Jenrick’s move was followed by Romford’s Conservative MP Andrew Rosindell joining Reform. Rumours circulated that at least five more Conservative MPs could defect to Reform ahead of May, the deadline Reform leader Nigel Farage has set for Conservative defections to his party. This week, former home secretary Suella Braverman made the switch too. 

The Conservatives are facing the prospect of being displaced as the dominant party on the Right. How Kemi Badenoch steers her party through the challenging months ahead is vital not only to her own survival as Leader of the Opposition, but also to the future of what has long been the most successful political party in British history.  

May’s elections are seen by many at Westminster as a moment of maximum danger for the Prime Minister, but perhaps an even greater threat looms for the Conservatives. Current polling suggests they will struggle to defend and win council seats in Wales, Scotland and large parts of England, with Reform looking on course to be the beneficiary of those losses.  

The Conservatives are at risk of being consigned to the political periphery in swathes of the country, with its activist base already much depleted over recent years and continuing to decline. Some on the moderate ‘one nation’ wing of the party, notably Baroness Ruth Davidson and Sir Andy Street, see a return to David Cameron-style politics as the answer. The team around Badenoch and many in the remaining Parliamentary party are not of this view.  

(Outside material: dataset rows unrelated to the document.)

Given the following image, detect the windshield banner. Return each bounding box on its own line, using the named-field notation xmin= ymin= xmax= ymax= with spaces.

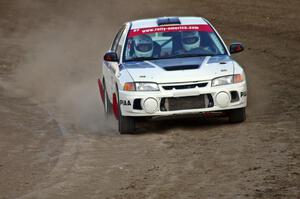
xmin=128 ymin=24 xmax=213 ymax=38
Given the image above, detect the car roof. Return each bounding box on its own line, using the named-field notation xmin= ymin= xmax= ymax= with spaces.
xmin=130 ymin=16 xmax=208 ymax=29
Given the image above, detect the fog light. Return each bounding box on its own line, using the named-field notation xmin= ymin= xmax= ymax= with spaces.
xmin=216 ymin=92 xmax=230 ymax=108
xmin=143 ymin=97 xmax=158 ymax=113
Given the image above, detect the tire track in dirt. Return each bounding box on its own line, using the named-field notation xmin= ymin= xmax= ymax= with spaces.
xmin=0 ymin=77 xmax=65 ymax=199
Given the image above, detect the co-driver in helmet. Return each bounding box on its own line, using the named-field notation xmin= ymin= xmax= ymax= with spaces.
xmin=181 ymin=31 xmax=201 ymax=52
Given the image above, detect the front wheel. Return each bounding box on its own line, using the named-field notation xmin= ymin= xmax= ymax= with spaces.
xmin=118 ymin=115 xmax=136 ymax=134
xmin=228 ymin=107 xmax=246 ymax=123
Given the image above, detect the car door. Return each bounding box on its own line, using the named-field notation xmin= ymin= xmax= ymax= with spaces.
xmin=103 ymin=25 xmax=126 ymax=100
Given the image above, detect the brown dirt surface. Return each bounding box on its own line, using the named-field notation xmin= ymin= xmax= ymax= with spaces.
xmin=0 ymin=0 xmax=299 ymax=198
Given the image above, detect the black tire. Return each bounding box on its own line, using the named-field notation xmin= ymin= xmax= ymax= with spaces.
xmin=118 ymin=115 xmax=136 ymax=134
xmin=228 ymin=107 xmax=246 ymax=123
xmin=116 ymin=86 xmax=135 ymax=134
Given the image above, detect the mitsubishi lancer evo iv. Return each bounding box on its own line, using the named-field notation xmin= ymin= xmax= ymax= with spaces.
xmin=98 ymin=17 xmax=247 ymax=134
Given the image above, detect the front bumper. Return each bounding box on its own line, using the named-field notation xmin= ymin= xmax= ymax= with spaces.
xmin=118 ymin=81 xmax=247 ymax=117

Badenoch’s most realistic achievement for 2026 is therefore not presenting the Conservatives as a realistic government-in-waiting, but rather retaining her party’s relevance and to try to hold back the rise of Reform.  

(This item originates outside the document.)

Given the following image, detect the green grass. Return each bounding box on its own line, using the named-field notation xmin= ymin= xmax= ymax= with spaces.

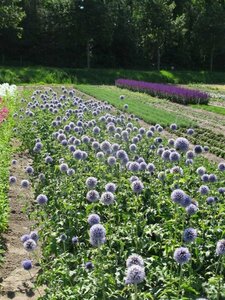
xmin=76 ymin=84 xmax=195 ymax=127
xmin=191 ymin=104 xmax=225 ymax=115
xmin=1 ymin=66 xmax=225 ymax=85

To achieve this, she must build on her improved Commons performances and Opposition operation, which have put the Government on the back foot and scored political wins over recent months. Badenoch will need to show her backbenchers that it is her and her Shadow Cabinet that is leading the charge against the government. In the face of Reform’s growing ranks and widely expected electoral breakthrough moment in May, that will be no easy feat. 

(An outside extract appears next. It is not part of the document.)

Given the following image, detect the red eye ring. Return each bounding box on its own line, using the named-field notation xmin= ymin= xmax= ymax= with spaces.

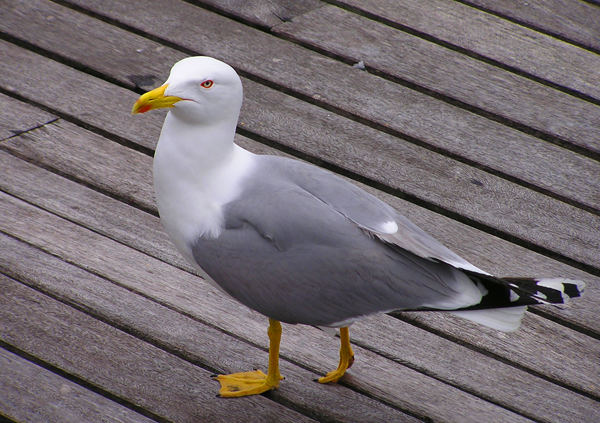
xmin=201 ymin=80 xmax=214 ymax=88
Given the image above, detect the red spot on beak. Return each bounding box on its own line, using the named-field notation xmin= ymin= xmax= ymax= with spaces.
xmin=137 ymin=104 xmax=152 ymax=114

For the public affairs landscape, the immediate implication is a more fractured and volatile opposition, with the Conservatives focused less on developing a future programme for government, and more on managing their immediate survival. At the same time,  the rise of Reform UK is recasting the terms of political debate and unsettling long‑established loyalties on both sides of the House. Those organisations with cross-party engagement strategies that are agile, locally-attuned and alert to how power on the Right is realigning will reap the reward in the weeks and months ahead.